Mientras a Lucas estos rasgos lo espantan y lo hacen desconfiar, a su hijo y a su sobrina los atraen. Ellos están encantados con su “abuela pirata”. Los niños, fanáticos de lo extraño, inocentes aún ante los parámetros de lo bueno y lo malo, analfabetos frente al manual de a qué se le debe temer y de qué debe uno alejarse para permanecer a salvo, representan la contra-institucionalidad. No necesitan encasillar ni enmarcar personas o experiencias para sentirse a salvo.

Lo extraño funciona siempre y cuando se mantenga en un territorio de sombras. Así como Lucas no puede terminar de descifrar a su madre (desconfía de ella, se enoja, le teme), el lector tampoco puede hacerlo, y ahí radica la potencia de las experiencias que no pueden terminar de iluminarse. Luego de que los chicos convenzan a sus padres de que los dejen dormir con la abuela pirata, el narrador solo apunta lo siguiente:

“Lautaro y Justina estuvieron somnolientos toda la mañana, desayunaron entre bostezos y apenas probaron una tostada y un sorbo de leche. Fue una gran pijamada, dijo Gloria agitándoles el pelo con la mano”.

La familia normal

La familia no es un terreno claro, no tiene el significado unívoco de la luz del día. Con el afán de acercarse a la normalidad, o quizá más bien a la funcionalidad (como toda institución moderna, la familia debe ser funcional), la familia tapa, tergiversa, esconde. La brecha entre lo real y lo aparente se agranda, la imagen de familia normal se refuerza, lo que refuerza a su vez la frustración ante la imposibilidad de alcanzar ese estándar, la determinación de mostrar que ese estándar es alcanzado, y así sucesivamente.

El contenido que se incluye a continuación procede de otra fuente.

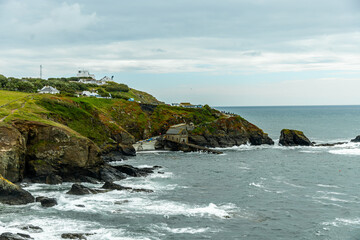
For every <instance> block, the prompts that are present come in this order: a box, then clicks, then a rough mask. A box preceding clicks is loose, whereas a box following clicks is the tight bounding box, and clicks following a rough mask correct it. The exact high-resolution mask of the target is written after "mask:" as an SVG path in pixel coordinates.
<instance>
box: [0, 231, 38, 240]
mask: <svg viewBox="0 0 360 240" xmlns="http://www.w3.org/2000/svg"><path fill="white" fill-rule="evenodd" d="M27 239H33V238H32V237H30V235H27V234H23V233H16V234H15V233H10V232H5V233H2V234H1V235H0V240H27Z"/></svg>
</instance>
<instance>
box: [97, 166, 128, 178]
mask: <svg viewBox="0 0 360 240" xmlns="http://www.w3.org/2000/svg"><path fill="white" fill-rule="evenodd" d="M100 178H101V180H103V181H104V182H114V181H118V180H122V179H125V178H126V175H125V174H124V173H122V172H120V171H118V170H117V169H116V168H114V167H112V166H109V165H106V166H105V167H103V168H102V169H101V170H100Z"/></svg>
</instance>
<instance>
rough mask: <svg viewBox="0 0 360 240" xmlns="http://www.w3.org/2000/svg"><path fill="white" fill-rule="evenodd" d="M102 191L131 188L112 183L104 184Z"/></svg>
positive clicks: (111, 182)
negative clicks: (105, 189) (103, 188)
mask: <svg viewBox="0 0 360 240" xmlns="http://www.w3.org/2000/svg"><path fill="white" fill-rule="evenodd" d="M101 188H104V189H111V190H128V189H131V187H124V186H121V185H119V184H116V183H112V182H105V184H104V185H103V186H102V187H101Z"/></svg>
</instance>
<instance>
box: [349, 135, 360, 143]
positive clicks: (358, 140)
mask: <svg viewBox="0 0 360 240" xmlns="http://www.w3.org/2000/svg"><path fill="white" fill-rule="evenodd" d="M351 142H360V135H358V136H356V138H354V139H351Z"/></svg>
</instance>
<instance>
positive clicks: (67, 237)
mask: <svg viewBox="0 0 360 240" xmlns="http://www.w3.org/2000/svg"><path fill="white" fill-rule="evenodd" d="M89 235H92V234H89V233H63V234H61V238H64V239H85V240H86V239H87V238H86V236H89Z"/></svg>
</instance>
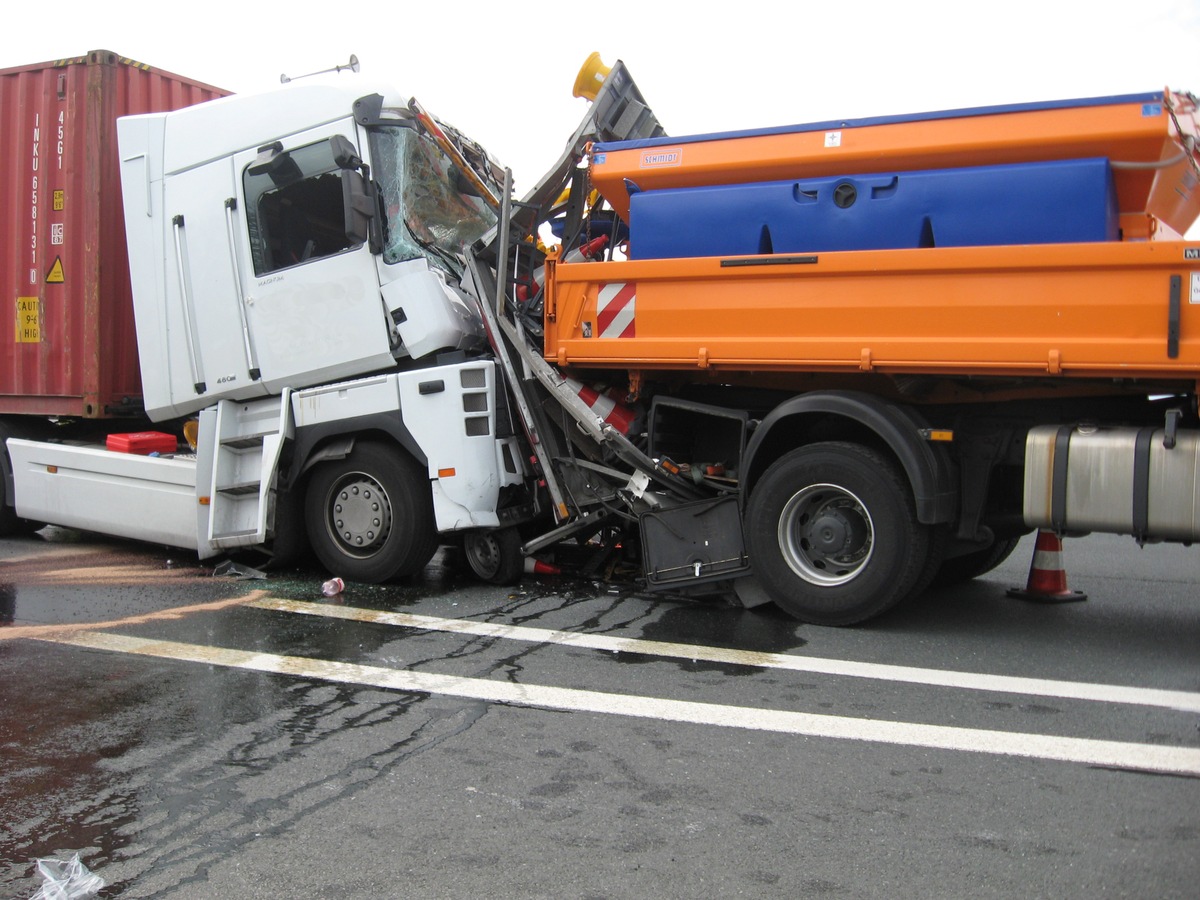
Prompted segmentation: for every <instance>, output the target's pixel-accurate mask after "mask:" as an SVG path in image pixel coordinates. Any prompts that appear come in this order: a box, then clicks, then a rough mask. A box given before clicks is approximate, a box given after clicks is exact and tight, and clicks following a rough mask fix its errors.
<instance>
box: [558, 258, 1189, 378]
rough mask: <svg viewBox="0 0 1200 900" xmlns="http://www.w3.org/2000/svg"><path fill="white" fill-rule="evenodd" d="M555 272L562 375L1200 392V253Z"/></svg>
mask: <svg viewBox="0 0 1200 900" xmlns="http://www.w3.org/2000/svg"><path fill="white" fill-rule="evenodd" d="M787 260H794V262H787ZM552 268H553V271H552V272H550V275H548V277H547V282H546V284H547V292H548V295H547V302H546V344H545V347H546V350H545V353H546V359H548V360H551V361H553V362H557V364H559V365H563V366H568V365H576V366H586V367H613V368H634V370H637V368H646V370H652V368H659V370H662V368H670V370H685V371H686V370H697V368H698V370H716V371H720V370H722V368H724V370H736V371H743V370H744V371H769V372H804V371H809V372H814V371H824V372H830V371H833V372H838V371H842V372H846V371H880V372H889V373H899V372H910V373H930V374H956V373H961V374H1018V376H1020V374H1027V376H1046V374H1050V376H1064V377H1091V378H1096V377H1100V378H1130V377H1139V378H1166V379H1180V378H1186V379H1196V378H1200V244H1186V242H1182V241H1171V242H1156V244H1069V245H1067V244H1058V245H1038V246H1003V247H947V248H920V250H887V251H857V252H842V253H822V254H821V256H820V257H817V256H812V257H778V256H776V257H737V258H733V259H721V258H715V257H714V258H701V259H652V260H636V262H608V263H576V264H557V265H553V266H552ZM1172 277H1174V278H1176V280H1177V281H1176V284H1177V288H1176V295H1177V298H1178V299H1177V302H1176V304H1175V306H1176V308H1177V310H1178V317H1177V318H1178V341H1177V347H1171V346H1170V342H1169V324H1170V311H1171V306H1172ZM1172 353H1174V355H1172Z"/></svg>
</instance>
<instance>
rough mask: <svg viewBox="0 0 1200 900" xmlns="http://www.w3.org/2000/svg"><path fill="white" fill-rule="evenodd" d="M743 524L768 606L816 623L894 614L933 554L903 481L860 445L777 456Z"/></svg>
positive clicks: (753, 493) (874, 451)
mask: <svg viewBox="0 0 1200 900" xmlns="http://www.w3.org/2000/svg"><path fill="white" fill-rule="evenodd" d="M745 524H746V542H748V545H749V550H750V562H751V564H752V565H754V570H755V574H756V575H757V576H758V580H760V581H761V582H762V584H763V587H766V588H767V592H768V593H769V595H770V596H772V599H773V600H774V601H775V604H776V605H778V606H780V607H781V608H784V610H785V611H786V612H788V613H791V614H792V616H794V617H796V618H798V619H802V620H804V622H811V623H814V624H818V625H852V624H854V623H858V622H864V620H865V619H869V618H871V617H874V616H878V614H880V613H882V612H886V611H887V610H889V608H892V607H893V606H895V605H896V604H898V602H899V601H900V600H902V599H904V598H905V596H906V595H907V594H908V593H910V592H911V590H912V588H913V586H914V584H916V583H917V580H918V578H919V577H920V575H922V572H923V571H924V569H925V564H926V560H928V558H929V554H930V532H929V528H926V527H924V526H922V524H920V523H919V522H918V521H917V514H916V508H914V504H913V499H912V491H911V490H910V487H908V482H907V480H906V479H905V478H904V475H902V473H901V472H900V470H899V469H898V468H896V466H895V464H894V463H893V462H892V461H890V460H888V458H887V457H886V456H883V455H882V454H880V452H877V451H875V450H872V449H870V448H866V446H863V445H859V444H851V443H842V442H828V443H821V444H812V445H810V446H805V448H800V449H799V450H793V451H792V452H790V454H787V455H786V456H782V457H781V458H779V460H778V461H776V462H775V463H774V464H773V466H772V467H770V468H769V469H767V472H766V474H764V475H763V476H762V479H761V480H760V481H758V484H757V485H755V488H754V493H752V494H751V496H750V503H749V505H748V508H746V521H745Z"/></svg>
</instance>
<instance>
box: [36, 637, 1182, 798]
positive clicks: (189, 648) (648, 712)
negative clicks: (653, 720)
mask: <svg viewBox="0 0 1200 900" xmlns="http://www.w3.org/2000/svg"><path fill="white" fill-rule="evenodd" d="M41 640H46V641H53V642H54V643H64V644H72V646H76V647H86V648H91V649H97V650H112V652H115V653H130V654H137V655H142V656H156V658H160V659H170V660H179V661H185V662H200V664H205V665H210V666H211V665H216V666H227V667H230V668H244V670H250V671H254V672H268V673H272V674H287V676H296V677H302V678H316V679H319V680H325V682H337V683H340V684H356V685H362V686H373V688H383V689H388V690H401V691H418V692H421V694H439V695H448V696H454V697H464V698H468V700H481V701H485V702H488V703H509V704H515V706H523V707H536V708H541V709H557V710H565V712H574V713H605V714H611V715H626V716H635V718H642V719H656V720H662V721H677V722H689V724H692V725H713V726H719V727H726V728H749V730H754V731H770V732H781V733H787V734H802V736H805V737H820V738H838V739H842V740H869V742H874V743H883V744H899V745H904V746H924V748H932V749H936V750H959V751H965V752H977V754H994V755H1000V756H1016V757H1026V758H1039V760H1055V761H1060V762H1074V763H1084V764H1087V766H1100V767H1106V768H1120V769H1136V770H1140V772H1158V773H1164V774H1172V775H1189V776H1200V749H1196V748H1180V746H1163V745H1158V744H1127V743H1121V742H1115V740H1096V739H1092V738H1066V737H1056V736H1051V734H1028V733H1020V732H1006V731H986V730H977V728H962V727H953V726H944V725H918V724H913V722H900V721H887V720H871V719H851V718H845V716H838V715H817V714H814V713H793V712H787V710H778V709H757V708H755V707H736V706H725V704H718V703H697V702H695V701H684V700H665V698H660V697H646V696H641V695H625V694H606V692H600V691H588V690H580V689H576V688H552V686H545V685H534V684H512V683H511V682H493V680H487V679H482V678H463V677H461V676H445V674H433V673H431V672H413V671H408V670H396V668H384V667H378V666H362V665H358V664H352V662H338V661H335V660H318V659H308V658H304V656H281V655H276V654H271V653H252V652H248V650H235V649H227V648H220V647H203V646H199V644H187V643H176V642H174V641H157V640H150V638H142V637H130V636H126V635H116V634H112V632H106V631H78V632H74V634H67V635H61V636H59V637H46V638H41Z"/></svg>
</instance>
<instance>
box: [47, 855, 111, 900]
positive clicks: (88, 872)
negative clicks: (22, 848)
mask: <svg viewBox="0 0 1200 900" xmlns="http://www.w3.org/2000/svg"><path fill="white" fill-rule="evenodd" d="M37 871H38V872H41V874H42V887H41V888H38V890H37V893H36V894H34V896H31V898H30V900H83V898H85V896H95V895H96V894H97V893H98V892H100V889H101V888H102V887H104V880H103V878H101V877H100V876H98V875H96V874H95V872H92V871H91V870H89V869H88V866H86V865H84V864H83V863H82V862H79V854H78V853H76V854H74V856H73V857H71V859H67V860H62V859H38V860H37Z"/></svg>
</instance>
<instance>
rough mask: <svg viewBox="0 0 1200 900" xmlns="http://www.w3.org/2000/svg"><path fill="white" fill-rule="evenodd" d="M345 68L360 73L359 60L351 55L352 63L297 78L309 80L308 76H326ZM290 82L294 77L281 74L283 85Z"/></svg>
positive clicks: (281, 77)
mask: <svg viewBox="0 0 1200 900" xmlns="http://www.w3.org/2000/svg"><path fill="white" fill-rule="evenodd" d="M343 68H348V70H350V71H352V72H358V71H359V58H358V56H355V55H354V54H353V53H352V54H350V61H349V62H347V64H346V65H344V66H334V67H332V68H323V70H320V71H319V72H307V73H306V74H302V76H296V78H307V77H308V76H314V74H325V72H341V71H342V70H343ZM290 80H294V79H293V78H292V77H289V76H286V74H281V76H280V82H281V83H282V84H287V83H288V82H290Z"/></svg>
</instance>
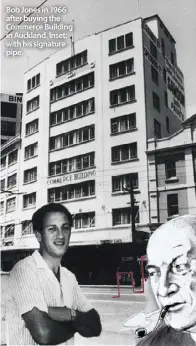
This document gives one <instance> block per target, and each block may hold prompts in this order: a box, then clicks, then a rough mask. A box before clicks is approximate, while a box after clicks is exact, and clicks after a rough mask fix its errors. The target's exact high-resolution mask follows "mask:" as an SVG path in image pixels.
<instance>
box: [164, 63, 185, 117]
mask: <svg viewBox="0 0 196 346" xmlns="http://www.w3.org/2000/svg"><path fill="white" fill-rule="evenodd" d="M165 69H166V84H167V98H168V107H169V108H170V110H171V111H172V112H173V113H174V114H175V115H176V116H177V117H178V118H180V119H181V120H184V118H185V94H184V85H183V84H184V83H183V75H182V73H181V71H180V70H179V69H177V68H176V67H174V66H173V64H172V63H171V61H170V60H169V59H168V58H167V57H166V58H165Z"/></svg>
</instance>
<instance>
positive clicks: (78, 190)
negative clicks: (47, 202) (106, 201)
mask: <svg viewBox="0 0 196 346" xmlns="http://www.w3.org/2000/svg"><path fill="white" fill-rule="evenodd" d="M94 195H95V180H90V181H86V182H84V183H79V184H73V185H66V186H61V187H57V188H52V189H49V190H48V202H49V203H51V202H60V201H66V200H71V199H80V198H83V197H90V196H94Z"/></svg>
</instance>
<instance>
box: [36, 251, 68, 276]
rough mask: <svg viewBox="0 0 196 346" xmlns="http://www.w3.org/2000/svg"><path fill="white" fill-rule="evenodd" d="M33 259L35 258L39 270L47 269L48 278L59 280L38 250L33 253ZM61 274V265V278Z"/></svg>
mask: <svg viewBox="0 0 196 346" xmlns="http://www.w3.org/2000/svg"><path fill="white" fill-rule="evenodd" d="M32 257H33V259H34V261H35V263H36V266H37V268H38V269H45V273H46V275H47V276H48V277H50V278H51V277H52V278H53V279H54V278H55V280H57V278H56V276H55V275H54V273H53V272H52V270H51V269H50V268H49V266H48V264H47V263H46V261H45V260H44V259H43V257H42V255H41V254H40V252H39V251H38V250H35V251H34V252H33V254H32ZM61 273H62V266H61V264H60V278H61V275H62V274H61ZM60 280H61V279H60Z"/></svg>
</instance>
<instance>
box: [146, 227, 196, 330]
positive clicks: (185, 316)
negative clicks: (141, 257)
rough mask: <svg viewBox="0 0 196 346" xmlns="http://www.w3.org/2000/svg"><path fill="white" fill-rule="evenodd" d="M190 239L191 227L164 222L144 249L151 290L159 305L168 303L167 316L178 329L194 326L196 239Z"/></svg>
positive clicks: (163, 304) (195, 300) (172, 326)
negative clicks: (148, 274) (149, 275)
mask: <svg viewBox="0 0 196 346" xmlns="http://www.w3.org/2000/svg"><path fill="white" fill-rule="evenodd" d="M191 239H192V238H191V237H190V230H187V229H177V228H176V227H174V226H173V225H171V224H166V225H165V226H164V227H162V228H161V229H159V230H157V231H156V232H155V233H154V234H153V235H152V237H151V238H150V240H149V244H148V249H147V254H148V260H149V261H148V266H147V268H148V272H149V274H150V281H151V285H152V289H153V292H154V294H155V297H156V299H157V301H158V303H159V305H160V307H161V308H162V307H164V306H166V305H169V306H170V308H169V310H168V313H167V315H166V316H167V317H166V320H167V323H168V324H170V325H171V326H172V327H173V328H175V329H178V330H185V329H187V330H188V329H190V328H192V327H194V326H195V327H196V240H195V241H194V240H191ZM195 329H196V328H195Z"/></svg>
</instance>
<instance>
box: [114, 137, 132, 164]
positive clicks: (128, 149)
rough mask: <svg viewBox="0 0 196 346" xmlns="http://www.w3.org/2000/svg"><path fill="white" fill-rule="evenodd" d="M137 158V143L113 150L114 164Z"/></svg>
mask: <svg viewBox="0 0 196 346" xmlns="http://www.w3.org/2000/svg"><path fill="white" fill-rule="evenodd" d="M135 158H137V143H136V142H135V143H130V144H123V145H119V146H116V147H113V148H112V163H115V162H123V161H127V160H132V159H135Z"/></svg>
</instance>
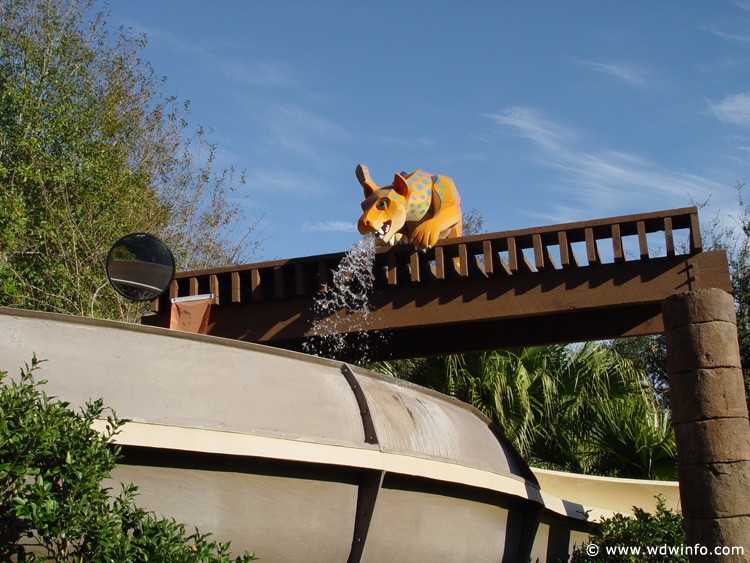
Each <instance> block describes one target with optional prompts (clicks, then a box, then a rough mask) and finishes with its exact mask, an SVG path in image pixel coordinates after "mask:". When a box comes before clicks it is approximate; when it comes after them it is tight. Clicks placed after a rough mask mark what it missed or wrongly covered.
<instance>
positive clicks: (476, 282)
mask: <svg viewBox="0 0 750 563" xmlns="http://www.w3.org/2000/svg"><path fill="white" fill-rule="evenodd" d="M702 250H703V248H702V242H701V236H700V229H699V226H698V213H697V209H696V208H694V207H690V208H683V209H674V210H668V211H661V212H655V213H645V214H639V215H630V216H622V217H613V218H609V219H600V220H595V221H585V222H577V223H567V224H562V225H553V226H549V227H539V228H531V229H523V230H518V231H506V232H499V233H490V234H481V235H475V236H469V237H463V238H459V239H452V240H447V241H440V242H439V243H438V244H437V245H436V247H435V248H433V249H431V250H430V251H428V252H426V253H423V252H418V251H416V250H414V249H413V248H412V247H410V246H402V247H399V246H397V247H392V248H379V249H378V250H377V254H376V260H375V268H374V271H375V286H374V288H373V291H372V298H371V300H370V303H371V309H372V313H370V315H368V317H367V318H366V319H362V318H356V319H354V318H353V317H354V315H348V314H347V313H346V312H345V311H339V312H338V313H336V315H338V316H339V317H340V318H341V319H340V320H341V325H340V326H343V327H344V328H343V330H342V331H343V332H347V331H348V330H350V329H349V328H346V327H353V326H354V325H355V324H357V323H359V324H361V323H362V322H363V321H364V322H365V323H366V324H365V327H364V329H365V331H367V332H372V331H381V332H383V333H384V334H385V338H384V339H381V340H383V341H385V345H383V346H382V349H381V350H379V351H378V350H376V351H375V353H374V355H375V356H376V357H380V358H389V357H391V358H401V357H409V356H420V355H431V354H445V353H457V352H467V351H477V350H488V349H497V348H507V347H515V346H530V345H538V344H550V343H565V342H580V341H585V340H597V339H605V338H617V337H623V336H635V335H642V334H654V333H660V332H663V330H664V326H663V322H662V318H661V302H662V300H663V299H665V298H666V297H668V296H670V295H672V294H675V293H680V292H684V291H690V290H696V289H702V288H708V287H717V288H720V289H723V290H725V291H731V285H730V280H729V269H728V265H727V259H726V254H725V253H724V252H703V251H702ZM343 256H344V253H338V254H326V255H320V256H310V257H306V258H295V259H291V260H278V261H273V262H263V263H257V264H249V265H244V266H232V267H227V268H217V269H211V270H201V271H190V272H182V273H179V274H178V275H177V276H176V279H175V281H174V282H173V284H172V286H171V288H170V291H169V294H168V295H165V296H162V298H161V299H160V300H158V301H156V302H154V303H153V304H152V311H153V313H154V314H153V315H150V316H146V317H144V318H143V322H144V323H145V324H152V325H158V326H167V325H168V323H169V298H170V297H178V296H180V297H181V296H187V295H196V294H204V293H213V294H214V295H215V299H214V305H213V307H212V311H211V320H210V323H209V328H208V333H209V334H212V335H216V336H222V337H227V338H233V339H239V340H245V341H250V342H259V343H262V344H269V345H272V346H277V347H282V348H288V349H293V350H301V347H302V343H303V341H304V340H305V338H307V337H309V336H310V327H311V325H312V322H313V320H314V318H313V303H314V297H315V295H316V294H318V292H320V291H326V290H327V288H328V287H329V284H330V283H331V272H332V271H333V270H334V269H335V268H336V266H337V265H338V263H339V262H340V261H341V259H342V257H343ZM357 317H360V316H359V315H358V316H357ZM355 320H356V323H354V322H350V321H355ZM371 355H372V353H371Z"/></svg>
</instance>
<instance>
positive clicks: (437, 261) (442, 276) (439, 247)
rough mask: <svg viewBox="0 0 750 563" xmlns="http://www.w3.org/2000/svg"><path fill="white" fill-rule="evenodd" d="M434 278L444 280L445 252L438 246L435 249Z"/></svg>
mask: <svg viewBox="0 0 750 563" xmlns="http://www.w3.org/2000/svg"><path fill="white" fill-rule="evenodd" d="M435 277H436V278H437V279H439V280H444V279H445V252H444V251H443V248H442V247H440V246H438V247H436V248H435Z"/></svg>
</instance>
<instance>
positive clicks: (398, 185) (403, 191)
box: [393, 174, 409, 197]
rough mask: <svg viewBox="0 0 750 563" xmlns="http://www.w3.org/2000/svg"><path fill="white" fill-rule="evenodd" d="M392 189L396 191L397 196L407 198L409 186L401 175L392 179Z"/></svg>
mask: <svg viewBox="0 0 750 563" xmlns="http://www.w3.org/2000/svg"><path fill="white" fill-rule="evenodd" d="M393 189H394V190H396V193H397V194H398V195H401V196H404V197H408V196H409V184H407V183H406V180H405V179H404V177H403V176H402V175H401V174H396V175H395V176H394V177H393Z"/></svg>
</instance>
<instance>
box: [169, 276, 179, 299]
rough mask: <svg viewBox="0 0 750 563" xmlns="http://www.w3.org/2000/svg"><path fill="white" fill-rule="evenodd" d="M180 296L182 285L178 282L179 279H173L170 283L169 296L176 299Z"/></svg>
mask: <svg viewBox="0 0 750 563" xmlns="http://www.w3.org/2000/svg"><path fill="white" fill-rule="evenodd" d="M179 296H180V285H179V284H178V283H177V280H172V283H170V284H169V298H170V299H175V298H177V297H179Z"/></svg>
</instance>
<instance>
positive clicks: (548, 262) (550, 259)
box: [544, 246, 560, 270]
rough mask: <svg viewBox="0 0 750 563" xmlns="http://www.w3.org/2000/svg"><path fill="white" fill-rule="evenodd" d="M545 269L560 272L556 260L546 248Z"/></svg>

Lo oscuro, entonces, viene a incomodar y a generar miedo, o una cierta sospecha (lo desconocido siempre genera sospecha), pero también a ampliar el campo de lo posible. La frontera de la realidad se expande gracias a los elementos que están por fuera, pero no lo suficientemente fuera como para no molestar; elementos que insisten en rebotar contra el límite hasta atravesarlo, romperlo, obligarlo a expandirse. El discurso literario tiene la potencia de moverse de esta misma manera. Destapando el silencio, trayendo a la luz lo que quiere reservarse en el sótano, dejando que los monstruos caminen por la calle. Quizá sea ese el camino para rever el concepto que tenemos de monstruos, y todo lo monstruoso que hay dentro de todo aquello que consideramos normal.


Bibliografía

Davil, M.B. (2019). El sabor de la sangre. Córdoba: Nudista.

Jackson, R. (1986). Fantasy: The literature of subversion /Rosemary Jackson. London: Methuen.

Piglia, R. (1986). Crítica y ficción. Santa Fe, Argentina: Universidad Nacional del Litoral.